Namun, meski ketersediannya diwajibkan, hanya ada 73 perguruan tinggi yang menyediakan Unit Layanan Disabilitas dari keseluruhan 3000 perguruan tinggi yang ada di Indonesia.

Ketidaktersediaan ini terjadi karena dalam penyelenggaraan pendidikan inklusif yang maksimal, dibutuhkan anggaran yang cukup besar.

“Sebenarnya sejak pemerintah mengesahkan PP itu, kalau mereka [satuan pendidikan] tidak mendirikan, tidak melakukan, kami [KND] berhak membuat rekomendasi tiap instansi sampai melakukan penutupan. Tapi ‘kan faktanya tidak sesederhana itu, bagaimana anggarannya? Karena ‘kan semua butuh anggaran,” ujar Jonna. 

Menjawab hal ini, pemerintah pusat menegaskan bahwa sudah terdapat skema peningkatan anggaran untuk penyelenggaraan pendidikan inklusif. 
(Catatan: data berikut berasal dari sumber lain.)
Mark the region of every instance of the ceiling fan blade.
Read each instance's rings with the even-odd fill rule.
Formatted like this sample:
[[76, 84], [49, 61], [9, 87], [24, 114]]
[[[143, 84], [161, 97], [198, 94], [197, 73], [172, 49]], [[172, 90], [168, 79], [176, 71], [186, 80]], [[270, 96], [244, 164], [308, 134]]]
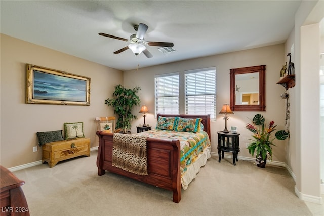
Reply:
[[171, 42], [156, 42], [154, 41], [148, 41], [147, 45], [149, 46], [156, 46], [157, 47], [173, 47], [173, 43]]
[[144, 50], [143, 53], [144, 53], [144, 54], [148, 58], [152, 58], [153, 57], [153, 55], [151, 54], [147, 49]]
[[148, 28], [148, 26], [145, 24], [140, 23], [138, 25], [138, 29], [137, 29], [137, 33], [136, 33], [136, 38], [143, 39]]
[[119, 38], [117, 36], [111, 35], [110, 34], [105, 34], [104, 33], [99, 33], [99, 35], [101, 36], [105, 36], [105, 37], [107, 37], [108, 38], [113, 38], [115, 39], [121, 40], [122, 41], [128, 41], [128, 39], [126, 39], [123, 38]]
[[126, 50], [129, 49], [128, 46], [126, 46], [125, 47], [120, 49], [120, 50], [118, 50], [115, 52], [114, 52], [114, 54], [118, 54], [122, 52], [124, 52]]

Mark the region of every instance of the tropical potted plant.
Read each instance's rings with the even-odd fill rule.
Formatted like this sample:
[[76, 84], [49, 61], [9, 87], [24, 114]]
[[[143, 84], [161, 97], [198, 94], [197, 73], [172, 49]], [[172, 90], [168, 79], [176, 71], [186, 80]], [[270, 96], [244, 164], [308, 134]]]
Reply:
[[114, 113], [118, 115], [116, 126], [117, 128], [122, 128], [124, 133], [131, 128], [132, 120], [137, 118], [132, 114], [132, 109], [134, 106], [139, 106], [141, 101], [136, 93], [140, 89], [138, 87], [133, 89], [126, 89], [118, 85], [115, 87], [112, 98], [105, 100], [105, 104], [112, 106]]
[[284, 140], [289, 136], [289, 132], [279, 130], [272, 138], [271, 134], [275, 130], [277, 125], [274, 125], [274, 121], [271, 121], [268, 127], [266, 127], [265, 119], [260, 114], [257, 114], [252, 119], [252, 124], [247, 124], [246, 128], [253, 133], [253, 139], [247, 147], [249, 153], [255, 156], [256, 164], [259, 167], [264, 168], [267, 163], [267, 158], [269, 161], [272, 159], [272, 147], [275, 146], [273, 141], [275, 139]]

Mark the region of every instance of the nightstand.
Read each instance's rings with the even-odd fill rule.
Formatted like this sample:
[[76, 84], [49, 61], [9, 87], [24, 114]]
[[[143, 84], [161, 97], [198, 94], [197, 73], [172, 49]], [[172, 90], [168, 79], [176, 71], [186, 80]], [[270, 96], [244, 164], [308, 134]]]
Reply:
[[239, 152], [239, 133], [232, 132], [224, 133], [218, 131], [218, 162], [221, 162], [221, 152], [222, 158], [224, 159], [224, 152], [232, 152], [233, 153], [233, 164], [235, 166], [235, 160], [238, 161], [237, 154]]
[[137, 132], [140, 133], [141, 132], [147, 131], [148, 130], [150, 130], [152, 126], [136, 126], [137, 128]]

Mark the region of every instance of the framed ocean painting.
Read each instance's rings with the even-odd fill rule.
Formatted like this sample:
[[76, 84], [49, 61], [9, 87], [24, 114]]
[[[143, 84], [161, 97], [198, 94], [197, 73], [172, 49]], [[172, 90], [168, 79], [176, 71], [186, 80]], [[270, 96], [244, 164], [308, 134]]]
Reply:
[[90, 105], [89, 77], [27, 64], [27, 103]]

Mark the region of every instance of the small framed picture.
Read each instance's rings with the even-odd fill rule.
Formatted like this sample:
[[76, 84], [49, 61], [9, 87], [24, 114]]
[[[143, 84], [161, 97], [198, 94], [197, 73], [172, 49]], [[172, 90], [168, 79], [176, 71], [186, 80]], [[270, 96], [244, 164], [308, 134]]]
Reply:
[[237, 127], [231, 126], [231, 131], [233, 133], [236, 133], [237, 132]]

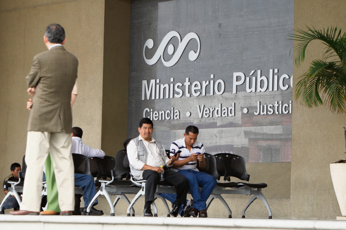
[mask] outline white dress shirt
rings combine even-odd
[[[104,152],[102,150],[94,149],[89,146],[84,144],[82,142],[81,138],[77,137],[72,138],[71,152],[82,154],[89,158],[94,157],[101,158],[106,155]]]
[[[49,47],[49,48],[48,48],[48,50],[51,49],[51,48],[53,48],[53,47],[55,47],[56,46],[62,46],[61,44],[55,44],[54,45],[51,46]]]
[[[168,163],[170,159],[165,154],[165,161],[164,161],[161,156],[160,150],[156,145],[156,141],[154,138],[152,137],[151,141],[149,142],[142,138],[140,135],[139,135],[139,140],[143,140],[143,143],[147,149],[147,152],[148,152],[146,164],[152,167],[160,167],[162,165],[166,165]],[[138,151],[135,142],[133,140],[130,141],[127,146],[126,150],[130,163],[136,169],[141,170],[146,164],[138,159]]]

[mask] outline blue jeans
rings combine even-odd
[[[207,200],[216,185],[216,179],[205,172],[191,169],[182,169],[178,172],[189,180],[189,190],[193,198],[192,207],[198,211],[207,209]],[[200,187],[203,187],[201,190]]]
[[[178,172],[184,176],[189,180],[189,190],[193,198],[192,207],[197,208],[198,211],[207,209],[207,200],[216,185],[216,179],[205,172],[191,169],[182,169]],[[199,189],[200,186],[203,187],[201,190]],[[159,194],[172,203],[175,200],[175,197],[176,196],[173,194]],[[179,213],[181,209],[181,207]]]
[[[5,203],[2,211],[5,209],[10,209],[13,208],[19,208],[19,205],[16,198],[10,197],[9,199]]]
[[[82,188],[83,190],[84,207],[87,207],[96,194],[94,178],[89,175],[74,173],[74,185]],[[98,203],[96,200],[94,203]]]

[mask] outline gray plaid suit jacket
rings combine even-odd
[[[65,132],[72,132],[71,93],[77,78],[78,60],[63,46],[56,46],[34,57],[26,77],[36,87],[28,131],[55,132],[60,117]]]

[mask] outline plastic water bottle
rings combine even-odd
[[[165,180],[165,173],[163,172],[163,170],[162,170],[163,169],[163,166],[160,166],[162,170],[161,170],[161,172],[160,173],[160,177],[161,177],[161,179],[160,179],[160,181],[163,181]]]

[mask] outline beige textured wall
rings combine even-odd
[[[337,26],[346,32],[343,0],[295,0],[294,28],[317,29]],[[295,42],[294,44],[296,44]],[[320,41],[308,47],[301,66],[294,67],[293,84],[311,61],[320,58]],[[293,89],[294,90],[294,88]],[[333,188],[329,164],[345,159],[343,127],[346,114],[333,114],[327,106],[309,109],[294,102],[292,114],[291,208],[292,218],[334,219],[341,214]]]
[[[127,138],[129,0],[106,0],[104,6],[102,149],[115,157]]]
[[[84,130],[83,142],[101,147],[104,8],[103,0],[0,1],[0,178],[11,163],[21,164],[29,114],[25,77],[34,56],[46,50],[51,23],[64,27],[64,46],[79,61],[73,124]]]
“Termasuk ini, [ada wacana] untuk ke depan akan ada program penambahan BOS, dana bos. Kemudian kita juga dalam BAK sudah menitipkan untuk bantuan kepada satuan pendidikan untuk pembuatan ruang sumber misalnya. Jadi, dari berbagai ada anggaran, kas, itu berupa kebijakan-kebijakan supaya dilakukan pemenuhan-pemenuhan tadi, kekurangan guru, kekurangan aksesibilitas, dan lain sebagainya. Itu skema kita ke depan,” jelas Tita. 
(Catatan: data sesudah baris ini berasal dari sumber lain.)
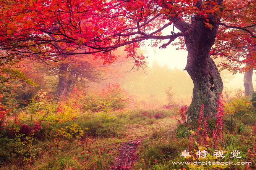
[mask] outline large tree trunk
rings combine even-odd
[[[188,51],[185,70],[194,83],[193,98],[187,111],[189,122],[199,117],[203,103],[204,106],[204,116],[214,117],[216,112],[219,93],[223,89],[218,69],[209,55],[218,29],[217,25],[212,24],[214,27],[211,30],[206,27],[201,19],[196,20],[192,32],[185,37]]]
[[[254,51],[256,51],[256,47],[253,47]],[[252,51],[250,51],[249,56],[251,56],[254,55],[255,52]],[[246,57],[246,59],[248,59],[248,56]],[[250,66],[250,63],[246,63],[246,67]],[[251,96],[253,91],[253,69],[251,69],[249,71],[245,73],[243,76],[243,86],[245,87],[245,93],[246,96],[250,95]]]
[[[67,69],[68,64],[64,64],[60,67],[59,72],[59,82],[57,87],[56,95],[62,97],[65,97],[68,91],[67,84],[68,77]]]

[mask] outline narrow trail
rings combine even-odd
[[[133,140],[123,143],[118,150],[120,155],[115,158],[115,165],[110,170],[129,170],[139,159],[135,152],[142,140]]]

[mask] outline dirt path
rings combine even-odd
[[[111,170],[128,170],[139,159],[135,154],[142,140],[133,140],[123,143],[118,150],[120,155],[115,158],[115,165]]]

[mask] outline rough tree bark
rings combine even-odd
[[[218,3],[221,4],[222,1],[218,1]],[[200,2],[198,2],[197,5],[199,6]],[[215,21],[211,22],[216,21],[216,16],[209,16],[208,18],[214,27],[212,29],[206,27],[203,19],[196,18],[194,27],[190,34],[185,36],[188,51],[185,70],[190,75],[194,83],[193,98],[186,112],[188,122],[199,117],[202,103],[204,106],[204,116],[214,117],[219,93],[223,89],[223,83],[218,69],[209,55],[214,43],[218,25]],[[219,18],[218,20],[219,21]],[[181,32],[191,26],[184,24],[177,26]]]
[[[56,93],[57,96],[65,97],[68,91],[67,89],[68,77],[66,74],[68,66],[68,64],[65,64],[60,67],[59,82]]]
[[[253,47],[254,50],[256,51],[256,47]],[[250,51],[250,56],[251,55],[251,51]],[[246,57],[246,59],[248,59],[248,56]],[[248,66],[250,65],[249,63],[246,64],[246,66]],[[245,93],[246,96],[251,96],[253,91],[253,69],[251,69],[249,71],[245,73],[243,76],[243,86],[245,87]]]

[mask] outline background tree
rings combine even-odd
[[[139,66],[145,63],[145,58],[138,55],[136,49],[143,41],[154,40],[153,46],[159,47],[161,40],[169,40],[160,47],[165,48],[176,38],[184,36],[188,51],[185,70],[194,83],[193,99],[187,111],[191,121],[198,117],[202,103],[205,115],[214,116],[223,85],[210,55],[230,51],[232,48],[226,46],[226,42],[237,43],[239,40],[240,44],[246,44],[255,41],[251,28],[256,24],[255,3],[248,0],[239,3],[223,0],[76,0],[61,3],[2,0],[0,50],[8,51],[4,57],[6,59],[54,61],[97,53],[97,57],[107,63],[117,58],[112,50],[125,45],[127,57]],[[162,35],[161,31],[168,27],[173,28],[172,31]],[[245,31],[228,32],[229,28]],[[219,43],[211,51],[217,36]],[[220,55],[224,56],[227,56]]]

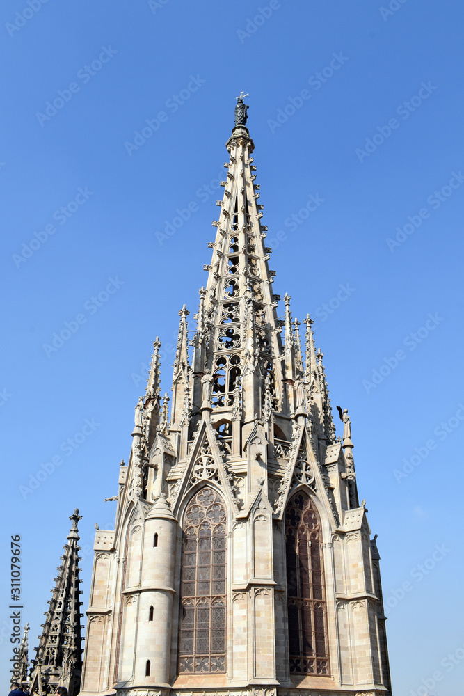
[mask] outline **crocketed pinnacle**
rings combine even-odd
[[[45,622],[42,624],[42,635],[36,649],[31,671],[31,691],[38,690],[38,681],[42,686],[64,686],[74,696],[79,691],[82,655],[81,649],[81,617],[79,567],[81,560],[78,546],[78,523],[82,517],[75,509],[70,517],[72,525],[67,535],[67,543],[63,546],[65,553],[61,557],[55,587],[51,590],[49,608],[45,612]]]

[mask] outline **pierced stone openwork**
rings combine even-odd
[[[211,447],[207,440],[205,440],[193,463],[191,482],[213,480],[220,482],[218,467],[213,457]]]
[[[225,672],[225,506],[211,488],[185,512],[179,673]]]
[[[321,522],[309,496],[296,493],[285,511],[290,672],[330,674]]]
[[[234,404],[234,390],[240,383],[240,356],[221,355],[214,365],[213,408]]]

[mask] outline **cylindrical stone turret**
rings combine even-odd
[[[136,681],[168,686],[177,522],[164,493],[145,521]]]

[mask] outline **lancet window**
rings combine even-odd
[[[179,674],[225,672],[226,521],[225,506],[209,487],[185,512]]]
[[[309,496],[296,493],[285,511],[290,672],[330,674],[321,521]]]

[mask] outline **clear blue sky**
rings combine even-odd
[[[455,696],[462,3],[30,3],[4,0],[0,10],[1,628],[10,536],[22,535],[32,648],[76,507],[86,608],[94,523],[113,519],[103,499],[129,452],[152,342],[163,341],[169,390],[177,313],[185,302],[193,317],[206,280],[222,197],[207,187],[223,177],[243,90],[275,292],[291,295],[294,316],[314,319],[333,405],[350,410],[390,604],[394,693],[422,694],[425,682]],[[146,141],[134,141],[144,127]],[[310,195],[319,204],[303,219]],[[337,297],[341,285],[349,292]],[[66,322],[74,332],[54,350]],[[35,490],[21,489],[58,455]]]

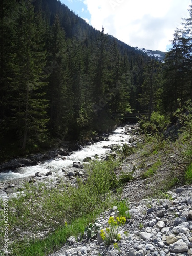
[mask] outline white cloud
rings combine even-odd
[[[191,0],[84,0],[91,24],[132,46],[166,50]]]

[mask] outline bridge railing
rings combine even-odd
[[[114,117],[118,117],[121,118],[140,118],[142,116],[147,116],[148,113],[129,113],[129,112],[115,112],[110,114],[110,116]]]

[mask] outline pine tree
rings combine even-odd
[[[104,99],[105,93],[109,90],[110,79],[108,66],[109,60],[108,39],[104,31],[103,27],[98,37],[92,60],[92,100],[95,103],[94,110],[97,114],[98,110],[103,110],[107,104]]]
[[[22,148],[44,139],[48,119],[47,101],[42,88],[46,85],[42,76],[46,52],[42,41],[41,26],[34,7],[29,3],[19,4],[15,52],[11,54],[9,77],[11,98],[12,126],[16,130]]]
[[[70,86],[67,43],[65,31],[56,14],[48,42],[47,66],[44,72],[49,75],[48,96],[49,101],[50,126],[54,136],[63,137],[71,118],[71,104],[68,97]]]
[[[139,102],[143,108],[143,112],[148,113],[150,121],[153,111],[157,110],[158,91],[159,88],[159,64],[154,59],[144,68],[144,82],[141,86],[142,93],[140,94]]]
Meski demikian, transparasi mengenai skema peningkatan anggaran ini tidak dijalankan di lapangan.

Pendidikan Inklusi, Mungkinkah Terjadi?

Landasan dari pengusahaan kesamaan hak telah dijabarkan oleh pemerintah pada Undang-Undang Nomor 8 tahun 2016 tentang Penyandang Disabilitas. Peraturan ini kemudian juga mencabut Undang-Undang Nomor 4 tahun 1997 tentang Penyandang Cacat.

Di dalam UU tersebut, pemerintah menjanjinkan bahwa akan menyediakan dan/atau memfasilitasi pendidikan untuk Penyandang Disabilitas di setiap jalur, jenis, dan jenjang pendidikan sesuai dengan kewenangannya.

Hal ini meliputi keterampilan menulis dan membaca huruf braille untuk Penyandang Disabilitas netra, keterampilan orientasi dan mobilitas, keterampilan sistem dukungan dan bimbingan sesama Penyandang Disabilitas,  keterampilan komunikasi dalam bentuk, sarana, dan format yang bersifat augmentatif dan alternatif, dan keterampilan bahasa isyarat dan pemajuan identitas linguistik dari komunitas Penyandang Disabilitas rungu.

Walau begitu, pada faktanya implementasi terkait hal tersebut masih harus dikaji ulang di lapangan. 

Selain peraturan tersebut, pemerintah juga menjanjikan untuk menyediakan anggaran lebih bagi penyandang disabilitas dan anak dari penyandang disabilitas yang kemudian berguna untuk membiayai pendidikan mereka. 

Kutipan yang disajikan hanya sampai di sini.